Step through this 64-bit binary: addme
In the 32-bit case (or 64-bit for arguments over 6) it checks the stack:
So if you imagine the stack, the arguments live TO THE RIGHT OF the return address.
In practice that means that the calling convention looks like this:
Now to make 32-bit binaries you'll want to do some installing:
Make a 32-bit binary: install apt-get install gcc-multilib
then add the -m32 flag to your compilation: gcc -m32 -o bin_name source_code.c
OK let's make programs with parameters that call each other and trace what happens and make predictions and such.
Step through this 32-bit binary: addme32
I won't dive into these just yet but you should just be aware that a couple other calling conventions exist out there for other situations.
These are passed in the stack but offset by a little, so inspect and test. This is just for main.

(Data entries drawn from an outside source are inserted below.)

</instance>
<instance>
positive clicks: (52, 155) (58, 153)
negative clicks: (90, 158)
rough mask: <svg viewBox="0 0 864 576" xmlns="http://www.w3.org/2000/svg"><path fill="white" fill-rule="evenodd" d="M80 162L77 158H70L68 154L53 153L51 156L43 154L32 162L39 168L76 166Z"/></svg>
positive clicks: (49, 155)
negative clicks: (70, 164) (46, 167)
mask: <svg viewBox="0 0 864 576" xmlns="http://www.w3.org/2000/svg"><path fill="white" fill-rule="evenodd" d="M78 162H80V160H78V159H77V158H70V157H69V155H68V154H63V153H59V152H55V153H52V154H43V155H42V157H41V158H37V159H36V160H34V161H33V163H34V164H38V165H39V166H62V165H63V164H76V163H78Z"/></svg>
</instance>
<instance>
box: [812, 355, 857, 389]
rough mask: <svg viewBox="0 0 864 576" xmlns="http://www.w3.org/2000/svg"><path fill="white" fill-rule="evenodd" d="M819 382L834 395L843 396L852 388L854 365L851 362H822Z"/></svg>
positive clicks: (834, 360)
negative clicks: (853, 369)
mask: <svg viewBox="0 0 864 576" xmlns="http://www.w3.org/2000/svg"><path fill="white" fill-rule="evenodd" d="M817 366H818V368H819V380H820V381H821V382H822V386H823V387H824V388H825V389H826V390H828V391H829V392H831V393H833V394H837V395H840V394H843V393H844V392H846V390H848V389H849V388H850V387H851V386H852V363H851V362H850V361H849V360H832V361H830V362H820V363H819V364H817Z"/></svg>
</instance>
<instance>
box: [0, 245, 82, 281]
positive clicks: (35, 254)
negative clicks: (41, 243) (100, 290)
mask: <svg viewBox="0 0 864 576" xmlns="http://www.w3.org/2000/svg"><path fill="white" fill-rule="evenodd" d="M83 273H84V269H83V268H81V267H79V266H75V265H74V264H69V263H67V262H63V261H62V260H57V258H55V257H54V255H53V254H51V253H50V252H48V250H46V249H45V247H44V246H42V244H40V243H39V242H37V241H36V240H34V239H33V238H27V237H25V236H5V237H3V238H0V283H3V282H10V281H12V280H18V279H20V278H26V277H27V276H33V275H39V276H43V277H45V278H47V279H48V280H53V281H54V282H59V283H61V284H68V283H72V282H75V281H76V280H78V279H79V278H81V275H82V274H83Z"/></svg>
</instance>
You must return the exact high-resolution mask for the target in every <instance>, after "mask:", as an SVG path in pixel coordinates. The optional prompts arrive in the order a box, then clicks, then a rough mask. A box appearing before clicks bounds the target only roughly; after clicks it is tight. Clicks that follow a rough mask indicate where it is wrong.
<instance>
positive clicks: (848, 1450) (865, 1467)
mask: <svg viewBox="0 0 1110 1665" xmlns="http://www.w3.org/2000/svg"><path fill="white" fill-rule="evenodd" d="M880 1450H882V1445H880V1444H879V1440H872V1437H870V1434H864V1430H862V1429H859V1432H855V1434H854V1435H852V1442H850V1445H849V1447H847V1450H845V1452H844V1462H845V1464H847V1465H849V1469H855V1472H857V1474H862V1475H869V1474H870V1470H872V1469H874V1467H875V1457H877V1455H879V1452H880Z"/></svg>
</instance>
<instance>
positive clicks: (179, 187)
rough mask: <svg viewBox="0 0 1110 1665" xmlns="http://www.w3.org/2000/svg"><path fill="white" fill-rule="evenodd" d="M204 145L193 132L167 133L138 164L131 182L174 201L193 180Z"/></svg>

I'm going to do a whole lecture or two on syscalls, but for now you can summarize it like this: anything that is operating system/kernel level you do through a syscall. That is, access to the filesystem, making new memory segments, starting/stopping processes, etc.
The syscall is it's own instruction that uses the rax
register to dictate what type of syscall you're doing and the other registers hold the other params.
In the 32-bit case it's the interrupt instruction int 0x80
then a similar structure.
When there is an interrupt sometimes the entire register set is stored on the stack to let you resume after calling the error handler or what have you. We will exploit this later (it's called SROP).